REPUBLIKA.CO.ID, UNGARAN -- Isu politik uang santer berhembus pada pencoblosan Pemilu Legislatif (Pileg) 2014, di beberapa desa di wilayah Kabupaten Semarang.
Sejumlah caleg ditengarai saling jor-joran duit, demi meraup simpati serta dukungan pemilih yang lebih masif. Terutama di desa- desa yang selama ini menjadi ‘lumbung’ suara dan dukungan. Hingga para caleg ini tak perlu berhitung panjang untuk menghamburkan duitnya.

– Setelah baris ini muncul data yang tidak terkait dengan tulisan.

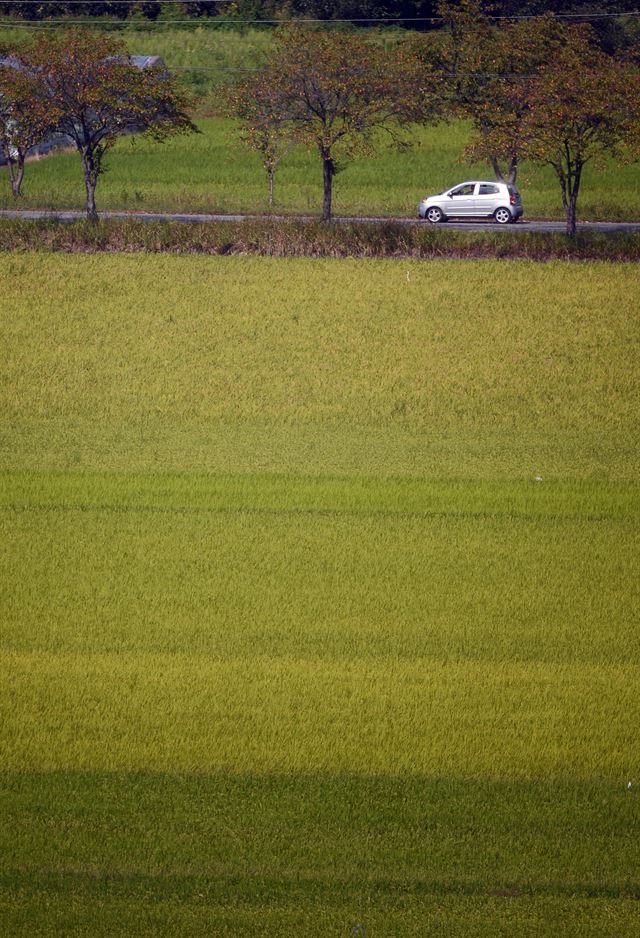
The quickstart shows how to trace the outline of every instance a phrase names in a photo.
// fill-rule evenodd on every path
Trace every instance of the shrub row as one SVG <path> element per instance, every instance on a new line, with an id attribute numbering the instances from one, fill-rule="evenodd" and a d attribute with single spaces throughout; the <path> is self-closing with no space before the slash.
<path id="1" fill-rule="evenodd" d="M 640 233 L 460 231 L 420 225 L 320 222 L 144 222 L 98 224 L 0 219 L 0 250 L 68 253 L 254 254 L 268 257 L 513 258 L 640 260 Z"/>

Salah satunya adalah Desa Kalongan, di wilayah Kecamatan Ungaran Timur, Kabupaten Semarang, Jawa Tengah. Santernya isu politik uang jelang pencoblosan Pileg 2014 ini tak ditampik oleh Kepala Desa (Kades) setempat, Yarmuji.

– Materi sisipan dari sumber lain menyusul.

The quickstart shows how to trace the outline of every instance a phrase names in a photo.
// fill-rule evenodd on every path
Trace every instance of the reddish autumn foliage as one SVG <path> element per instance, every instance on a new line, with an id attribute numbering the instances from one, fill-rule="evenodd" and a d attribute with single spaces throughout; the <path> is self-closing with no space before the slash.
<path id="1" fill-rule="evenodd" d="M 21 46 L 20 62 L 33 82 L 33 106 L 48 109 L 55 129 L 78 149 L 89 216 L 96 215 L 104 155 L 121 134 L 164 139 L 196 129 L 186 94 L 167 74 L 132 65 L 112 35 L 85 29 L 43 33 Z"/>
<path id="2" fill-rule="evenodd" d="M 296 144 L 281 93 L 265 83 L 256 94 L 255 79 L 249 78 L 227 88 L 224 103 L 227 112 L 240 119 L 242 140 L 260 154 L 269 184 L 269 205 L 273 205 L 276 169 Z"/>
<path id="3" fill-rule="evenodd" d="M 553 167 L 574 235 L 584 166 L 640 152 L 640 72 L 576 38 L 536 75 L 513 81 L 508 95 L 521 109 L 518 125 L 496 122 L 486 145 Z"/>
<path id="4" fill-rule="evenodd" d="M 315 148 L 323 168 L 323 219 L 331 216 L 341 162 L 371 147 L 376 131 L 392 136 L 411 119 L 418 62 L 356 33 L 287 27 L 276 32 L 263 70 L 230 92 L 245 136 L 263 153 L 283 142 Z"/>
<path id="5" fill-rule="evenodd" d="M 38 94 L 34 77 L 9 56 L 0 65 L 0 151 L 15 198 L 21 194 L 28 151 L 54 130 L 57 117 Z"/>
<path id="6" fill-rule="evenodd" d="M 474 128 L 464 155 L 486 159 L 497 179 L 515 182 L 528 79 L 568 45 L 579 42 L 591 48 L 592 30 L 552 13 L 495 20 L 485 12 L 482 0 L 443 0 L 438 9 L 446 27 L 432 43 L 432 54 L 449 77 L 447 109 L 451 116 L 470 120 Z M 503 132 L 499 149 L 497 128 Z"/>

Desa Kalongan, jelasnya, merupakan desa potensial untuk meraup dukungan suara, karena jumlah daftar pemilih tetap (DPT) Pileg 2014 yang mencapai 7.130 pemilih.
Para pemilih di desa ini banyak dilirik para caleg untuk menyalurkan ‘syahwat’ politiknya. Sedikitnya ada lima nama caleg yang masuk dan memberikan uang kepada warganya. “Banyak warga kami yang menginformasikan politik uang ini. Hanya saja, praktik politik uang ini masih sulit untuk dibuktikan,” tegas Yarmuji, Rabu (9/4).
Akibatnya dugaan pelanggaran ini belum dapat diteruskan ke Panwaslu. Apalagi pihak yang tahu enggan menjadi saksi.
Ia mengaku prihatin dengan persoalan ini. Karena tidak sangat mendidik masyarakat. “Ini edukasi politik yang buruk kepada warga kami,” ujarnya.
Ketua Panwaslu Kabupaten Semarang, Agus Riyanto mengatakan, upaya pencegahan terhadap praktik pelanggaran pemilu sudah sering dilakukan. Baik melalui bentuk sosialisasi, rapat koordinasi yang dihadiri oleh parpol peserta pemilu dan semua pemangku kepentingan di semua tingkatan.
”Kami terus berupaya memantau di setiap desa dan kecamatan. Praktik praktik seperti ini bisa saja terjadi di luar pantauan karena memang tenaga kami terbatas,” tambahnya.